Privacy and Confidentiality
In this day and age, everyone is familiar with passwords. They’re used everywhere, from our phones to our laptops, social media accounts, bank accounts, and pretty much anything else that may require user privacy. Most of these gadgets and online platforms hold personal, private, and confidential information that anyone with ill intentions can use against you. We’ve all heard of identity theft, where a person poses as you and commits fraud or criminal offense.
Using unique usernames and passwords, user authentication helps businesses to protect their customer’s privacy and confidentiality of information. This is especially the case for transactions and processes that happen online or remotely over the phone, where the user has to provide a username and a matching password, failure to which the login, activity, or transaction fails. For online services and apps, the guys from Messente say that many businesses also use SMS authentication to verify user accounts and send authorization pins to customers when confirming transactions. This ensures customer information privacy and confidentiality while beefing up security, which will be discussed below briefly.
Some organizations encrypt saved passwords to prevent theft from malicious employees or hackers. Hackers design programs that help them in accessing and retrieving passwords. If the sites did not ask for passwords, all the information would be accessible, and information privacy would be a mere wish.
Security
Many shopping stores provide cards in which the points you earn from your purchases are keyed in. These cards are similar in size and function to debit and credit cards offered by financial institutions, which allow you to conduct cashless transactions. These cards have magnetic strips or chips that hold data containing your personal information and account details, including balances and statements. When this card is inserted into a card reader or POS machine, you’ll need to key in the password for you to be able to transact with the card. In other words, the secret code or password restricts access of your funds or card information to only you or people you’ve shared your password with.
When the wrong password is fed a specific number of times (mostly 3), the card automatically gets blocked, to deny further access in case it might have been stolen.

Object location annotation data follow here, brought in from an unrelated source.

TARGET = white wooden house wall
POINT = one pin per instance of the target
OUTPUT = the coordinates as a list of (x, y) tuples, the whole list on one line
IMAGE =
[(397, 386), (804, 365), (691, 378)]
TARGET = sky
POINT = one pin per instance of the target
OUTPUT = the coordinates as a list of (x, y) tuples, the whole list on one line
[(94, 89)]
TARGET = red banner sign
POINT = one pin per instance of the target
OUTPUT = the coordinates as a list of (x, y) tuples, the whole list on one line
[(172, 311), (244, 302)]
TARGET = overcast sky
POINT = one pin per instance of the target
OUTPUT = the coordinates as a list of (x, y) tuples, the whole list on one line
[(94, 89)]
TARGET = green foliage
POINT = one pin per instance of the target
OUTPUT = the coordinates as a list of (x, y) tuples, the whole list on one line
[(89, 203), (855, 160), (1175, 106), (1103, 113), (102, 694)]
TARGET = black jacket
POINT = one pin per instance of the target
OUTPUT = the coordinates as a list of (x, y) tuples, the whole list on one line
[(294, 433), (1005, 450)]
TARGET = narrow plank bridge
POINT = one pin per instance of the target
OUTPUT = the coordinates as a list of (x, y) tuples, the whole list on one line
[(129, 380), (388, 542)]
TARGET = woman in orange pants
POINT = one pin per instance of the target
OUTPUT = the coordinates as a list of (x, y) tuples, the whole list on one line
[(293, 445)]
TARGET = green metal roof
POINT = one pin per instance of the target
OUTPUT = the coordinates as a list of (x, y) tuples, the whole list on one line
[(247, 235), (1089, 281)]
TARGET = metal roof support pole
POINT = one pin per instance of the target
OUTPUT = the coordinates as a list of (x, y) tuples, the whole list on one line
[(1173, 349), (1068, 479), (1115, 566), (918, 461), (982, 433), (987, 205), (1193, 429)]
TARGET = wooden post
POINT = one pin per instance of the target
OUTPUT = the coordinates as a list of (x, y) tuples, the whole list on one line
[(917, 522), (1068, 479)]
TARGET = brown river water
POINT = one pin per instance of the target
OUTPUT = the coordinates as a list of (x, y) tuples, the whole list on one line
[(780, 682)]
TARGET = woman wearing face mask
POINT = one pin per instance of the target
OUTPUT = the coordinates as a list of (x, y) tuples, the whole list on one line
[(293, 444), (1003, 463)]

For it to be unblocked, the owner needs to visit the service provider with their original documents for verification.
It Reduces Identity Theft
Biometric authentication is one of the most difficult forms of verification to hack since it involves the use of unique features in an individual. Some of the physiological characteristics used include facial recognition, fingerprint recognition, and retina scan, among others. Hackers have always had a problem reproducing such information because everyone has unique physiological characteristics. Also, other traits, like voice recognition and keystroke scans, are increasingly gaining popularity in this area.
Biometrics has so far been the most preferred form of authentication in most financial institutions and transactions. This is why some modern mobile banking applications require you to use your voice as your password, making it completely difficult for someone to impersonate you and transact on your behalf.
Encryption
Encryption authentication is more advanced than password-protection because, in this case, content is protected from unauthorized access at various levels. Encrypted data or content is scrambled with a passcode so that as much as someone may have access to it; they will not read it because it cannot be understood. For pieces of information such as messages, the words might be shuffled with additional characters so that they no longer make sense. For one to read and access such content, they need to put in a specific decryption key (secret key), which prompts the words to rearrange so they can make sense and become accessible. It’s also important to note that if the owner loses the decryption key, they might not be able to access the encrypted data or content.
And there you have it; the writing is on the wall. We can never overemphasize the importance of user authentication in this digital age. The above are just a few of the many reasons why.